Yubari is widely known throughout the world for her melons. However, there is only one roadside station in this town. Located along National Road 274, Road Station Yubari Meroad was more like a museum. There were many exhibits detailing Yubari's history, from what was once a bustling coal mining town in the 1960's to the production of the world's famous melon produce.
As with many tourist places in Japan, there is a shop selling ice cream. What flavor can you expect other than the Yubari melon? As expected, almost everything at this road station is associated with the famous melon. Maybe I have yet to visit many road stations, but what surprised me was that there was a supermarket. It was not very big, about three times the size of a regular convenience store. It was the usual supermarket goods of snacks, drinks, biscuits, tea and coffee powder, sushi, and so on. Of course, there was a dedicated section of Yubari melon products and souvenirs, melon jelly, melon caramel sweets, melon biscuits, melon pies, and the list goes on. Fresh vegetables from the town were also on sale.

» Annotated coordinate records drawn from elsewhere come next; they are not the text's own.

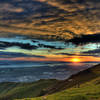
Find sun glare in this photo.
[71,58,81,63]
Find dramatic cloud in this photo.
[0,0,100,41]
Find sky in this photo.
[0,0,100,64]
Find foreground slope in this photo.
[0,79,58,100]
[18,65,100,100]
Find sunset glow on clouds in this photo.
[0,0,100,67]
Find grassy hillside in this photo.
[0,79,58,100]
[0,65,100,100]
[16,65,100,100]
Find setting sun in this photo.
[71,58,81,63]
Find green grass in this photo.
[0,65,100,100]
[0,80,57,100]
[16,65,100,100]
[22,78,100,100]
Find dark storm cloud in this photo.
[0,41,38,50]
[67,33,100,44]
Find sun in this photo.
[71,58,81,63]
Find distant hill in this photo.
[14,64,100,100]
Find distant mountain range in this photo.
[0,0,100,40]
[0,64,100,100]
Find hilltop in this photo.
[15,64,100,100]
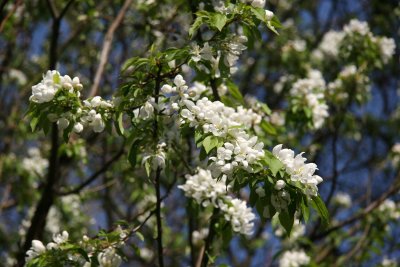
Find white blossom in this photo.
[57,118,69,130]
[192,228,208,246]
[29,70,61,103]
[73,122,83,133]
[97,247,122,267]
[317,31,345,58]
[290,70,329,129]
[178,168,255,235]
[25,240,46,262]
[272,145,322,196]
[378,37,396,63]
[274,180,286,190]
[80,109,106,133]
[29,70,83,104]
[279,250,310,267]
[265,9,274,20]
[22,147,49,177]
[343,19,371,35]
[251,0,265,8]
[332,192,351,208]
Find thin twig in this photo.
[89,0,132,97]
[58,146,124,196]
[311,173,400,241]
[153,64,164,267]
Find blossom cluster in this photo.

Next to the entrance of the building, there is a bread shop. There was this special bread in the shape of a melon, which is only available on weekends and public holidays. It is only sold at this road station and nowhere else in Japan, and they limit each customer to only one purchase of this unique bread. Certainly a must try item. The cute bread even had a stem on top, very much resembling the Yubari melon they sell in the shops.
I left too early, at 10:30 am on a Sunday morning. From the outside you can see a cake shop, freshly cut melons, Hokkaido's famous corn, curry rice, and more, which I missed them all. Mascots are scheduled to make an appearance as well, so do remember to check the schedule in advance for a fun day out.